Response: We opted to make it more concise. We are interested in the incorporation of FamB into the ST multigenic families. Besides that FamB and FamC genes encode proteins with low conservation among themselves and that there are no structural identities or conserved domains and motifs. In this version we emphasize the systems we use to analyze structurally similar domains and genes in the text (lines 227 to 231). We also incorporate a study carried out in ProtVirDB

2.6: As conceived, this sequence analysis is not informative. To be aligned together, Fams A, B and C should be known to be homologous (i.e., have some level of sequence similarity. Aligning unrelated sequences doesn’t make sense, and any phylogenetic reconstruction would be uninformative. Even if they were related, a tree with members of the 3 fams and no outgroups is by definition unrooted, so that no inferences about “what came first” can be made.

Response: We agree with the comment. The phylogenetic tree was removed. Sections 2.5 and 2.6 were joined into 2.5

 

It may be worth doing an alignment between FamB and C if they share some similarity. If the authors want to include these analysis, I’d like to see a list of accession numbers for the sequences employed, an alignment figure as supplementary data and details of how the tree/s was/were inferred. For protein sequence alignment I prefer using a more modern program, such as MUSCLE or MAFFT instead of Clustal.

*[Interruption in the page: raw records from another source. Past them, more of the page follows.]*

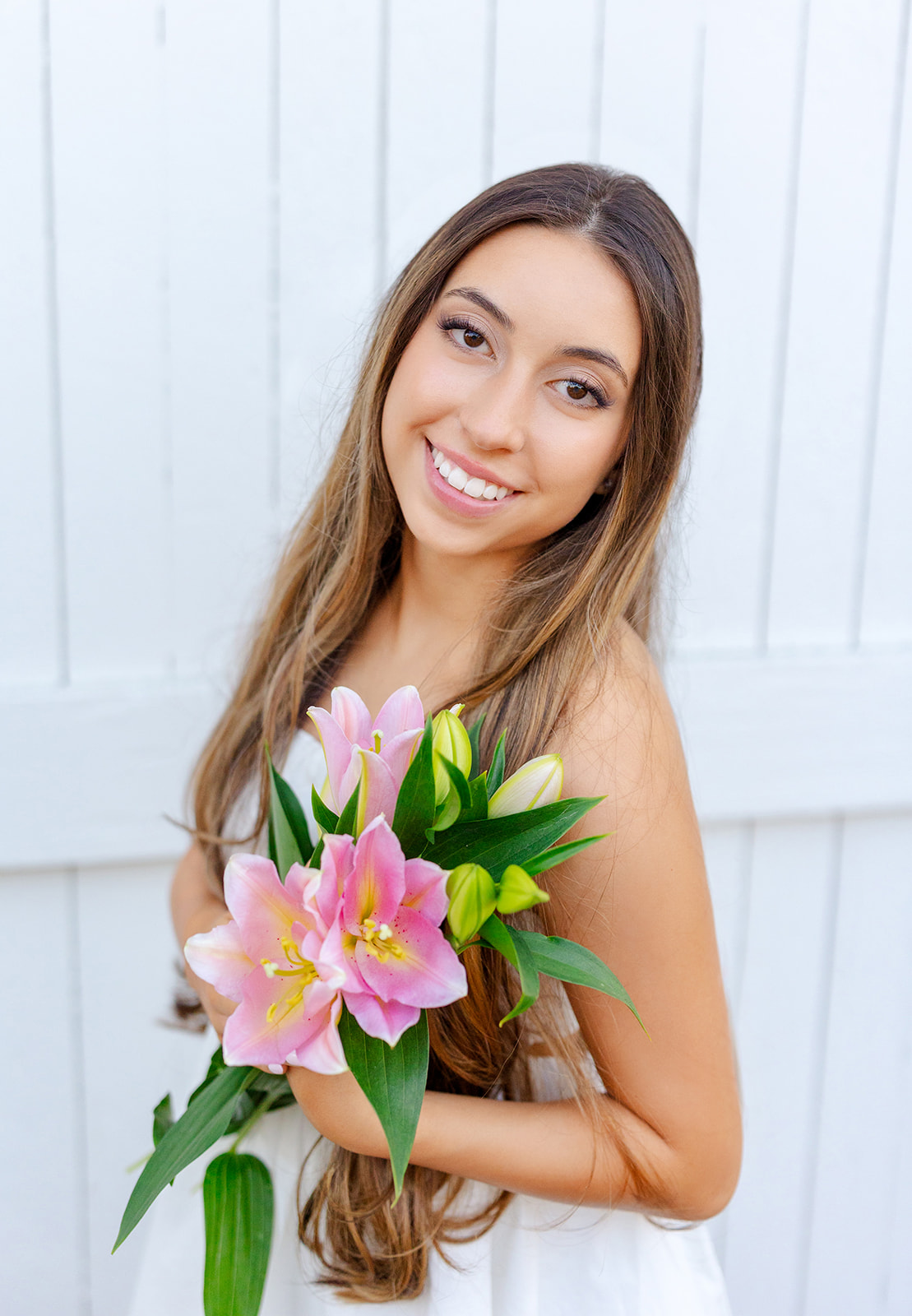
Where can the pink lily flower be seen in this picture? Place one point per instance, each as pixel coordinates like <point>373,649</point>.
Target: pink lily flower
<point>390,910</point>
<point>377,753</point>
<point>282,962</point>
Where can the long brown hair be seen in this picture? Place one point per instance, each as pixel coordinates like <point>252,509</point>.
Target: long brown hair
<point>554,624</point>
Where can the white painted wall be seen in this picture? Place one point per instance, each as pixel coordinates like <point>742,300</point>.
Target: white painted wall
<point>201,203</point>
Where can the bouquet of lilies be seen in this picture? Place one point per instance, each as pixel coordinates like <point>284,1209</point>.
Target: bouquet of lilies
<point>337,948</point>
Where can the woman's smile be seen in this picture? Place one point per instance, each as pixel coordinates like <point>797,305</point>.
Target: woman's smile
<point>464,487</point>
<point>495,432</point>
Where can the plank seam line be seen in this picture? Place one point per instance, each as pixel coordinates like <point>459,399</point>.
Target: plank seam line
<point>275,258</point>
<point>62,586</point>
<point>490,92</point>
<point>598,79</point>
<point>382,149</point>
<point>882,295</point>
<point>79,1103</point>
<point>778,410</point>
<point>822,1035</point>
<point>695,166</point>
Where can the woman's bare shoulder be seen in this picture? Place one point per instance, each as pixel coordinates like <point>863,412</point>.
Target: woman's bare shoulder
<point>618,725</point>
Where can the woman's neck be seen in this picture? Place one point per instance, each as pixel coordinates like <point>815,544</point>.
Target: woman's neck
<point>427,629</point>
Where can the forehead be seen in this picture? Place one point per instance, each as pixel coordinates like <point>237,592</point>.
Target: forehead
<point>558,289</point>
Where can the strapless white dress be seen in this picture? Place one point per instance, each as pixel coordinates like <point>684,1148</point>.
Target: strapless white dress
<point>539,1260</point>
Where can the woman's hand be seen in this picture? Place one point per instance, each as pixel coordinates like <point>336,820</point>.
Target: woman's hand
<point>197,908</point>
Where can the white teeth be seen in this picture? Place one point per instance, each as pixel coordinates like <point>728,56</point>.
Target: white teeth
<point>471,484</point>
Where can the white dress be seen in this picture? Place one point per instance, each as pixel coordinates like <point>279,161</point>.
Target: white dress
<point>539,1260</point>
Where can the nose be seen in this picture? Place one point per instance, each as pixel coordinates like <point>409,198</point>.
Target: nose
<point>495,415</point>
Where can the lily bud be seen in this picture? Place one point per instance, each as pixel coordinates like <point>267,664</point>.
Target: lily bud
<point>517,892</point>
<point>536,783</point>
<point>451,741</point>
<point>473,899</point>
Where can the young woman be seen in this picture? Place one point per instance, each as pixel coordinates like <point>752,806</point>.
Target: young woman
<point>487,532</point>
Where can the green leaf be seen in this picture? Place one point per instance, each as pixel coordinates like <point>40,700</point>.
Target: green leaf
<point>461,786</point>
<point>414,804</point>
<point>346,819</point>
<point>513,839</point>
<point>162,1119</point>
<point>322,813</point>
<point>558,853</point>
<point>508,941</point>
<point>271,846</point>
<point>392,1078</point>
<point>273,1087</point>
<point>574,964</point>
<point>201,1124</point>
<point>289,827</point>
<point>474,740</point>
<point>497,770</point>
<point>237,1201</point>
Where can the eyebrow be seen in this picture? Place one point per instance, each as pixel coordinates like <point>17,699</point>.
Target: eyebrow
<point>595,354</point>
<point>603,359</point>
<point>486,304</point>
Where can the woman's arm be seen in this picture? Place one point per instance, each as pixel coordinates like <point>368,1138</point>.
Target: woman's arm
<point>197,908</point>
<point>640,901</point>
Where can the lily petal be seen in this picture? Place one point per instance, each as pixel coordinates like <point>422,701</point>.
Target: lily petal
<point>424,971</point>
<point>401,712</point>
<point>398,754</point>
<point>536,783</point>
<point>425,890</point>
<point>322,1050</point>
<point>261,1035</point>
<point>386,1019</point>
<point>350,712</point>
<point>217,957</point>
<point>378,790</point>
<point>377,886</point>
<point>260,903</point>
<point>337,752</point>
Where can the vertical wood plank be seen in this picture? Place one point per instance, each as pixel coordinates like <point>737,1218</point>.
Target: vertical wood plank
<point>886,603</point>
<point>434,120</point>
<point>752,83</point>
<point>329,171</point>
<point>728,849</point>
<point>780,1030</point>
<point>833,331</point>
<point>865,1110</point>
<point>127,951</point>
<point>30,563</point>
<point>545,89</point>
<point>105,79</point>
<point>41,1241</point>
<point>651,91</point>
<point>220,320</point>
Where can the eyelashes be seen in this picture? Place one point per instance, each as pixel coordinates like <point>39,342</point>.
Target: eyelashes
<point>447,324</point>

Response: The alignment was done by Muscle and the analysis was incorporated into figure 5.

 

 

2.7: Gene family size results from a combination of gene gains and loses, and it is very hard to determine the exact course of events along a phylogeny, especially when the number of genes and species is low, as in this case. I think it’s safe to suggest (although not to conclude) that FamB and FamC expanded in the lineage leading to T. gondii, but one shouldn’t say the same for H. hammondi. I’m not sure that figure 5 is worth showing in the manuscript. Same for figure 7B.

Response: as mentioned, we limit the concept of gene expansion only for T. gondii, as a possibility. We decided to remove Figure 5 and 7b and Fig. S3.

 

Line 626: the word ‘idea’ is incorrectly used (I see that it translates like that from the mode it’s used in another language). It should be “a more detailed picture of…”

Response:

Since we removed this paragraph from the discussion, the wrong word was also removed.

In this version the length of the STs Ia_R and XII_R were corrected (Table 1 and S1). The average length of the STs, was also corrected. Given the overall changes made, the order of the tables was reordered.

Based on the new additions in results, general aspects of the discussion were modified (see changes in red font).

Round 2

Reviewer 2 Report

The authors have addressed my concerns and request satisfactorily. Thank you.